Last week, we reported on Maryland Democratic Congressman Chris Van Hollen’s tax plan that redistributes wealth in part by charging fees on financial transactions and cutting tax breaks for top earners while providing greater tax incentives for families earning less than $200k a year. Not to be outdone, President Obama appears to be borrowing liberally from Van Hollen and plans to do some additional “taking from the rich and giving to the poor” of his own.

The President’s plan would raise $320 billion over the next decade to pay for some tax cuts and other liberal spending policies including K-14 education (i.e., his higher education plan of two free years of community college for everyone). When that $60 billion free community college plan was released, the White House was mum on how it would be funded. Now, we see it would be by soaking this rich and preventing them from investing in new ventures of their own choice.

The President’s tax plan would eliminate the ''trust-fund loophole'' which shields inherited assets from taxation each year, increase the top capital-gains tax rate to 28 percent from 23.8 percent for couples with incomes above $500,000 annually, and asses a new fee on banks with assets over $50 billion.

Relief to middle class taxpayers would be welcome but should it be at the expense of those who support charities or reinvest earnings back into their businesses to grow them and hire other workers? The White House knows divisive language is popular with its base and inspires populist anger. The White House has signaled that tonight night the President will throw down the gauntlet of what macro-economic approaches he believes are the best for Democrats going into 2016.

The Hill reports:

The White House wants President Obama to play the part of Robin Hood at Tuesday’s State of the Union address.

….

Obama wants to move forward with all of these populist proposals for the poor and middle class, and he wants to do so by taking from the rich in the form of higher taxes on the wealthy and Wall Street.

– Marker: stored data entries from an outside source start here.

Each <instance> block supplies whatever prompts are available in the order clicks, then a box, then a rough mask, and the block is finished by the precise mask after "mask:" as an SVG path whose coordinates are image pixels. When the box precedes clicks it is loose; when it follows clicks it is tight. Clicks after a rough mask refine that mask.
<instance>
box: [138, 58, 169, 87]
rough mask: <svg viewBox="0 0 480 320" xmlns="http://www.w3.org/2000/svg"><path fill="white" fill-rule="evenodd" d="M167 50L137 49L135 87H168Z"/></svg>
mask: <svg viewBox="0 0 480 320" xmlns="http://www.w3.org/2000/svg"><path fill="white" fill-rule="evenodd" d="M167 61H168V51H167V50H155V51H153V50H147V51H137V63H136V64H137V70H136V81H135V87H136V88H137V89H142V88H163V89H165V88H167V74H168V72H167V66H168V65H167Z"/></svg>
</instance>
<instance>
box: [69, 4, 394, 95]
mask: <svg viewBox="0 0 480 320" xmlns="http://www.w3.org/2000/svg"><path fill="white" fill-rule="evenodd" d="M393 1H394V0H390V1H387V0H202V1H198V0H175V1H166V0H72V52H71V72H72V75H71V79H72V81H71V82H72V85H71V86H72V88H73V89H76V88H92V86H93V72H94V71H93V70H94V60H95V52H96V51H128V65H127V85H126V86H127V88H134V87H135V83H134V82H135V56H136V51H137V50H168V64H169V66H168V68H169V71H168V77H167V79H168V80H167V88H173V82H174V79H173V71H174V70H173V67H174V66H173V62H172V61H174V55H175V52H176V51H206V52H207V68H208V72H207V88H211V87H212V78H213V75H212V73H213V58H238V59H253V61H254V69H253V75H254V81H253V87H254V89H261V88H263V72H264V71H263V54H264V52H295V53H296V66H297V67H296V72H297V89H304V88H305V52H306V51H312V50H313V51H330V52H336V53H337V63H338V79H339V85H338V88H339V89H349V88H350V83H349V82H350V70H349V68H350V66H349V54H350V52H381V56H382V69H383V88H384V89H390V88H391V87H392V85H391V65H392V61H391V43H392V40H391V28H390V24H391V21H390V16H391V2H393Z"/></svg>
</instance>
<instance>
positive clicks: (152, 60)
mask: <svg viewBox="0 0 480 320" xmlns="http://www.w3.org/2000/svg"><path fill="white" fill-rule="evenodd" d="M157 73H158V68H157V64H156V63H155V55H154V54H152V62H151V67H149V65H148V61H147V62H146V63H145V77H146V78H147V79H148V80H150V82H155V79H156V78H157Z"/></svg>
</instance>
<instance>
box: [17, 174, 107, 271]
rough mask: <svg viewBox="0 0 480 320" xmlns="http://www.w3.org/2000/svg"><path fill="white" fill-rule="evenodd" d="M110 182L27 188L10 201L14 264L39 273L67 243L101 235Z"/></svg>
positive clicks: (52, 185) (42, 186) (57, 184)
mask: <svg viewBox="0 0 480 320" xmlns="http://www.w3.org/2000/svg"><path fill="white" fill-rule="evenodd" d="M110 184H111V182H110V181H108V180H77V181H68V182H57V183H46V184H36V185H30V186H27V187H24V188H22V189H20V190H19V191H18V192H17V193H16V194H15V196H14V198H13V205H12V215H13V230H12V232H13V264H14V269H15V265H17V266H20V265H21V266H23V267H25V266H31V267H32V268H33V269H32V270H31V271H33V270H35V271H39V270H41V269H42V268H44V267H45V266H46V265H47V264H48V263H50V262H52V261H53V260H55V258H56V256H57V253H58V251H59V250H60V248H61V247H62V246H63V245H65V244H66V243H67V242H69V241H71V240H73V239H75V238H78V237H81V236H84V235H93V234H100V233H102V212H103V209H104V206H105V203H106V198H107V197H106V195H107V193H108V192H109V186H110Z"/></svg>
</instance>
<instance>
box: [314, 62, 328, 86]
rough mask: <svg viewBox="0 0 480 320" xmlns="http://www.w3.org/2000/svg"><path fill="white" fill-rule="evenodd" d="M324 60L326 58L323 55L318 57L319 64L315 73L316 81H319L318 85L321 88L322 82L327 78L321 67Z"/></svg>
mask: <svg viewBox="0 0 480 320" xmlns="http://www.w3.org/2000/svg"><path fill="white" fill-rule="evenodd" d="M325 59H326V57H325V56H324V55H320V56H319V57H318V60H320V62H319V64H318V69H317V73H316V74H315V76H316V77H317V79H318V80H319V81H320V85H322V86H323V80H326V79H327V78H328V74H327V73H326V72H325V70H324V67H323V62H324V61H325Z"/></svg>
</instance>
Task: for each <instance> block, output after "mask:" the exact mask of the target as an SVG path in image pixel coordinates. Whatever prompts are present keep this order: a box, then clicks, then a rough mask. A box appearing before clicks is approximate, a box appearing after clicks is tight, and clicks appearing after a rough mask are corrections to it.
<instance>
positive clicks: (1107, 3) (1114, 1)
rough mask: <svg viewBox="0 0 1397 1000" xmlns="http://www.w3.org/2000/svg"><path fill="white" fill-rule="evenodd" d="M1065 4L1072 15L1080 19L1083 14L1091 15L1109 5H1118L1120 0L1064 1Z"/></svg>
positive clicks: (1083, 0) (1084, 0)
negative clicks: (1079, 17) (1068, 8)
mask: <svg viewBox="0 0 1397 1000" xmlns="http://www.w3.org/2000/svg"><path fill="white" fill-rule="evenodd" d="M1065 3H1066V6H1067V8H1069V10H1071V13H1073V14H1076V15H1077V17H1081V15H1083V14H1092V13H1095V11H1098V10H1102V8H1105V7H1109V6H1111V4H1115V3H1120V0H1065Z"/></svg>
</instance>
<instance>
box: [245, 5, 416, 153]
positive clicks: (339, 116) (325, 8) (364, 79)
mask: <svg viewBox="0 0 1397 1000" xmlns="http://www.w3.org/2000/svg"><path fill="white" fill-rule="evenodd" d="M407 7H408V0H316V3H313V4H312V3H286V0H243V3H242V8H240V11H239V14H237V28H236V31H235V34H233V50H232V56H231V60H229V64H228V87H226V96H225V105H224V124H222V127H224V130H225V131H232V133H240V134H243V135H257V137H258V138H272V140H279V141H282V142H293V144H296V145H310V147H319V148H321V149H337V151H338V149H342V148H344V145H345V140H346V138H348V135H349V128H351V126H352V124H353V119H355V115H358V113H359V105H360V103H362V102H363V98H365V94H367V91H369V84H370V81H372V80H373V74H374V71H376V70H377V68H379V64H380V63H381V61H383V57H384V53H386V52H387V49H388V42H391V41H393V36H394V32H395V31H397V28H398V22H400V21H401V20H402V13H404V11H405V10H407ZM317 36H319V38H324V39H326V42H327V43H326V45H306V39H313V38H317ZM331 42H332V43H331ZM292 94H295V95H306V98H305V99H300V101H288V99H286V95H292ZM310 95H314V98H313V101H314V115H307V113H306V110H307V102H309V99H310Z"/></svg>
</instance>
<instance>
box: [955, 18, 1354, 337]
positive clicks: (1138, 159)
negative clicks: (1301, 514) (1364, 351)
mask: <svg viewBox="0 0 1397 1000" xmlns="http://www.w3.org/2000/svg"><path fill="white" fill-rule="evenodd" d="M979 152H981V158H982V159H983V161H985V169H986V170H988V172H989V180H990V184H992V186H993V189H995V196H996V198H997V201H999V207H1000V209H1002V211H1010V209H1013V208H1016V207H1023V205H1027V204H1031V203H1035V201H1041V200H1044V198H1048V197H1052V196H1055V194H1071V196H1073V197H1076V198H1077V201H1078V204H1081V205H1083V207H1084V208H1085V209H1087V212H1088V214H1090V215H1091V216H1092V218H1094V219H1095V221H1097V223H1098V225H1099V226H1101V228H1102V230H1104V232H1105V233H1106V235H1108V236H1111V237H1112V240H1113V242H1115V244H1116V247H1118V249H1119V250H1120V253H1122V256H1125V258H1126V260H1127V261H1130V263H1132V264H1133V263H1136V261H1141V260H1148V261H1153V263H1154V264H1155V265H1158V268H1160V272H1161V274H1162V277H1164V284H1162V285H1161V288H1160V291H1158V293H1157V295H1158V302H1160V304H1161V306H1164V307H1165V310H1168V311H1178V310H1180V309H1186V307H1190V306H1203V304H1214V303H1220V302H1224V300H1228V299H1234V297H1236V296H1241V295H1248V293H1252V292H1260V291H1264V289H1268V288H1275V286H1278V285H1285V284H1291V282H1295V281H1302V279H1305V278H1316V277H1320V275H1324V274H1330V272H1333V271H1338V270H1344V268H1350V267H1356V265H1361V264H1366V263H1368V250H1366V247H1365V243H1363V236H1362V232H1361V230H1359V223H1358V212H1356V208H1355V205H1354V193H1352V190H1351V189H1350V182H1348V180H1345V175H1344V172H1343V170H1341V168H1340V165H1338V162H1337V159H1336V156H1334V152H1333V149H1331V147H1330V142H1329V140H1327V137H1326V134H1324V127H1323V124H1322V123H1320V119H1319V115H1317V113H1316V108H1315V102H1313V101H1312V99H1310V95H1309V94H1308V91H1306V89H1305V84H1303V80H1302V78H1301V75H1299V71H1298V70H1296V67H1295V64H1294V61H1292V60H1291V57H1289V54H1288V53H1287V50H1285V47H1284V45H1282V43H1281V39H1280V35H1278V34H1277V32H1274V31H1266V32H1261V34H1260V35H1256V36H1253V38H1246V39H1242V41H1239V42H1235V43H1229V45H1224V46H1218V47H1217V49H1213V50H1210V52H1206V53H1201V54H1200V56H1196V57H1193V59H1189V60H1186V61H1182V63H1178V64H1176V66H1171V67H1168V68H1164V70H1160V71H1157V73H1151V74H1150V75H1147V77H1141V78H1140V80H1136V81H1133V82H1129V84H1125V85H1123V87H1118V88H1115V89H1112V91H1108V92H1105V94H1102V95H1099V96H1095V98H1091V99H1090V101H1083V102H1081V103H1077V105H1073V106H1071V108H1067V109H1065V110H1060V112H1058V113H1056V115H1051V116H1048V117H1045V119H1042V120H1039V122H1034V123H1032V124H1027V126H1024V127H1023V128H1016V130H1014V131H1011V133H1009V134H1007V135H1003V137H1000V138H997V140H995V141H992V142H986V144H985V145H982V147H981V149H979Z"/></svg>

Few of the proposals are going anywhere with a GOP Congress, but the White House sees Obama’s penultimate State of the Union as the president’s last, best chance to lay down policy markers for the next two years —and to frame the 2016 battle for the White House.

If Obama is casting himself as the hero, he also hopes to cast newly-empowered congressional Republicans as the villains — multiple Sheriffs of Nottingham defending the rich and influential.

Republicans are working to combat this, and quickly moved to label Obama’s tax proposals as dead on arrival.

Wh ile Republicans will do what they can to make sure Obama’s Robin Hood story doesn't have a merry ending, the White House thinks its issues will resonate at the State of the Union and through some of the less formal media settings.

I was never a fan of the Robin Hood tale because it reminded me too much of big government anyway.

Even worse to know that the White House is framing their next two years as the President’s escapade to rehabilitate his image as being a hero for the poor by penalizing those whom the administration deems wealthy and who might, if not overly taxed, be able to really benefit the poor by providing jobs.

It is critical that every American enjoy the prosperity of freedom but the means should not be to rip off those whose ingenuity, business acumen, and even investment smarts have built them big or small fortunes. Why not empower and inspire all Americans to secure the most economic security for themselves and their families by creating an environment where the economy creates jobs and makes it easier for entrepreneurs and small businesses to launch out?

Robin Hood fed the poor for a moment, but they continued to be poor. Perhaps Robin Hood should’ve focused on removing the barriers to the poor helping themselves so that he wouldn’t have to keep rescuing them forever.